Pas d'actualisation du cadastre de la kinésithérapie avant fin 2016

Pas d'actualisation du cadastre de la kinésithérapie avant fin 2016

Les professionnels de la kinésithérapie réclament une actualisation du cadastre les concernant depuis plusieurs années. Ils devront cependant prendre leur mal en patience car l’actuelle ministre de la Santé, Maggie De Block, donne la priorité aux médecins et aux dentistes.

Maggie De Block (Open Vld), la ministre fédérale des Affaires sociales et de la Santé, déclarait en début de législature vouloir établir un cadastre pour toutes les professions relatives aux soins de santé.

Le cadastre actuel des kinés est obsolète

L’espoir était donc grand pour l’UKFGB, l’Union des Kinésithérapeutes Francophones et Germanophones de Belgique, de voir enfin l’actuel cadastre des kinés mis à jour. Mais, il leur faudra patienter encore au moins deux ans.

Pourtant, leur demande ne date pas d’hier. L’association UKGFB, active dans la défense professionnelle des kinésithérapeutes, réclame ce cadastre amélioré depuis 2011. « Tel cadastre permettrait de connaître le nombre exact de kinés par densités régionales et, dès lors, d’informer sur les endroits en Belgique où il manque de kinésithérapeutes par rapport au nombre d’habitants.

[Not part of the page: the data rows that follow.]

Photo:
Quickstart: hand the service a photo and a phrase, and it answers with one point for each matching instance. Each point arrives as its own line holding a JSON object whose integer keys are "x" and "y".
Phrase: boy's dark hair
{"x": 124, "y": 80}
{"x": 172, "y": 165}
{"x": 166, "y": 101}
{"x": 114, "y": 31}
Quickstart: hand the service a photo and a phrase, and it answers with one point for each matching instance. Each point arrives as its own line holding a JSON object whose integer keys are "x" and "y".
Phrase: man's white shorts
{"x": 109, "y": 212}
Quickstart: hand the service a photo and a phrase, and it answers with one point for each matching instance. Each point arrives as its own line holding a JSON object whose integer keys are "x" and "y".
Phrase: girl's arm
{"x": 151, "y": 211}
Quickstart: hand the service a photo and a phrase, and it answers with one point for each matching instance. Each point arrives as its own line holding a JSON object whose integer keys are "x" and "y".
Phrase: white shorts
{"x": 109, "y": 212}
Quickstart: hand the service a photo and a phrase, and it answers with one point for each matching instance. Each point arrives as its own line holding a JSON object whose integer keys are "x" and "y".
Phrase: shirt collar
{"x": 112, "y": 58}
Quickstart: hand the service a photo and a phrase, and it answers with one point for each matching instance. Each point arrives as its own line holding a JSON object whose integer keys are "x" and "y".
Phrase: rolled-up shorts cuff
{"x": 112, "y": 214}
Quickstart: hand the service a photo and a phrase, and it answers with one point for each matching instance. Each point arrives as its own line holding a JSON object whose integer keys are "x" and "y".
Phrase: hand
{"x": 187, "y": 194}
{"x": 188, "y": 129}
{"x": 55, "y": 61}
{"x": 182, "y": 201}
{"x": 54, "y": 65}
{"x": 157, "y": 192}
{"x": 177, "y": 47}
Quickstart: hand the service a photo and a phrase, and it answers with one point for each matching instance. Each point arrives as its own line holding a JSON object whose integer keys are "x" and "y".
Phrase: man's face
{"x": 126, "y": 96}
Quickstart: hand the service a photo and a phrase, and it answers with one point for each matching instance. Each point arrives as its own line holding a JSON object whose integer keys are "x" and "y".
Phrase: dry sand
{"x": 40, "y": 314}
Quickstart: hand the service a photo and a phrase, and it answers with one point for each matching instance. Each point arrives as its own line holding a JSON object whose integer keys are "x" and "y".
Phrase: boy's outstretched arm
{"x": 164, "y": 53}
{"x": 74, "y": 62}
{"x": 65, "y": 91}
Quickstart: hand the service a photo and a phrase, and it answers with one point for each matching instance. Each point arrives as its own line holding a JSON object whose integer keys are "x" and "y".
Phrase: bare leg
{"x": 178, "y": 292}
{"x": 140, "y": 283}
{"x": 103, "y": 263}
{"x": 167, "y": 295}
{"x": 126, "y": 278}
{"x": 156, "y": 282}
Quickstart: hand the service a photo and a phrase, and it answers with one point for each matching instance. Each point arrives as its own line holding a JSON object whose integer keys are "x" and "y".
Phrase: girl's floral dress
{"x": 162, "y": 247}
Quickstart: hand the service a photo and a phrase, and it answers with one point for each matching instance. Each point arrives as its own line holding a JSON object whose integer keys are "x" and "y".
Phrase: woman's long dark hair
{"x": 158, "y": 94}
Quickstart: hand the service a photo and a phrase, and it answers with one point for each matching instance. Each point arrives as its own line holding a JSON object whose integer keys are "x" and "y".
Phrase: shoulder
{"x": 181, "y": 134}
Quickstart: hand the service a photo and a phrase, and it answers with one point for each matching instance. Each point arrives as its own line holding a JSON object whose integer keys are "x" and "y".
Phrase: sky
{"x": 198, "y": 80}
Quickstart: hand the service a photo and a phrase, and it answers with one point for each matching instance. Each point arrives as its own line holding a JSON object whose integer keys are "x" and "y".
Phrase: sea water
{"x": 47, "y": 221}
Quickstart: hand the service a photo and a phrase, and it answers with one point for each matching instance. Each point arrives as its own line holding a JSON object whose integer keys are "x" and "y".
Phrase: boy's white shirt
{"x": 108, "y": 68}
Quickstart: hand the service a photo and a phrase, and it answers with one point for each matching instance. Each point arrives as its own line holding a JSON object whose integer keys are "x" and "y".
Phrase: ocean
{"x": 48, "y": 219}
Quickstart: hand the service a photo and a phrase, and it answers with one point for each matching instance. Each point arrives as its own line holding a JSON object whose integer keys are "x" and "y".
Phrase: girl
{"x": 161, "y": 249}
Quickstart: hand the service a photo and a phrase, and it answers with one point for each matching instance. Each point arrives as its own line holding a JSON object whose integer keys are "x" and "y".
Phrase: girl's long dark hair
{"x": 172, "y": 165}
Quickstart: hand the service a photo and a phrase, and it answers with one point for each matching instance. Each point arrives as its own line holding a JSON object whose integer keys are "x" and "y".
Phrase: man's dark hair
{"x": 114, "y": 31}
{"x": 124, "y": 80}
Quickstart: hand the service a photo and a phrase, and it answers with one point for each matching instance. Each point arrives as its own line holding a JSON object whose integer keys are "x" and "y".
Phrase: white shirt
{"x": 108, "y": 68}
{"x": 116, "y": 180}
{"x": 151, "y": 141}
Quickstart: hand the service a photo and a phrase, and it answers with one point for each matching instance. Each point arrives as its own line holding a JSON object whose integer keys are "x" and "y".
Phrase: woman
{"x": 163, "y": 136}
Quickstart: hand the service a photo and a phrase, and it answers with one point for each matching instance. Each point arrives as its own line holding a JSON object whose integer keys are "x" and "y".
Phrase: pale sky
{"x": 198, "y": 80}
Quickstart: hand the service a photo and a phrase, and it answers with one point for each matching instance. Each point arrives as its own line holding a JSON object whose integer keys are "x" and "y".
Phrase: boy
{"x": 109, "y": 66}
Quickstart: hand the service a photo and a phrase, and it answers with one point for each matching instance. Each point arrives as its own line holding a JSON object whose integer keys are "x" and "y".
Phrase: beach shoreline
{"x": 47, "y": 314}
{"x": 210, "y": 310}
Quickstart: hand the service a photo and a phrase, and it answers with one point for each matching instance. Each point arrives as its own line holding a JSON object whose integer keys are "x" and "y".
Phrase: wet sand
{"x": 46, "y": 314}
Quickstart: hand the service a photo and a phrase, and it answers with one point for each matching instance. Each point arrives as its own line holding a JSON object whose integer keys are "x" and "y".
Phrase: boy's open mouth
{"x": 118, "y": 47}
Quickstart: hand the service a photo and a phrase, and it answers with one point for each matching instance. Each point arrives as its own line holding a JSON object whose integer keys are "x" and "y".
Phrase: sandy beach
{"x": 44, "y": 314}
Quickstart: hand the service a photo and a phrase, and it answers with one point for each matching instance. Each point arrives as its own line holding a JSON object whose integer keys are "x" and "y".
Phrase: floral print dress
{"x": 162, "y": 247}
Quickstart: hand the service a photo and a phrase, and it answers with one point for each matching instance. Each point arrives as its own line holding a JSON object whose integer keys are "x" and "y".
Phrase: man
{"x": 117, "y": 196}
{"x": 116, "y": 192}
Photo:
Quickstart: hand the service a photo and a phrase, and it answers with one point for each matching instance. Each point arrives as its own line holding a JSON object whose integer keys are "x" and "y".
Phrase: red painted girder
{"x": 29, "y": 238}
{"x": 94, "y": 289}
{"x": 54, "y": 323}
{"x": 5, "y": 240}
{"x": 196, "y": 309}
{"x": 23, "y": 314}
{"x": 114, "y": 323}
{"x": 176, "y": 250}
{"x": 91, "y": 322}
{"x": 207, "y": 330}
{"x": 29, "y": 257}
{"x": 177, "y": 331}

En outre, un cadastre actualisé permettrait de savoir ce que les kinés couvrent comme surface habitable en Belgique », explique, Yves Ralet, secrétaire général de l’UKFGB.

Les kinés passeront après les médecins et les dentistes

Du côté de l’Inami, l’Institut national d’Assurance Maladie-invalidité, et du cabinet de madame De Block, on indique, qu’à l’heure actuelle, aucun cadastre des kinésithérapeutes n’est en cours. « Outre celui des médecins, dans un premier temps, nous focaliserons nos moyens sur un cadastre des dentistes », fait part l’Inami.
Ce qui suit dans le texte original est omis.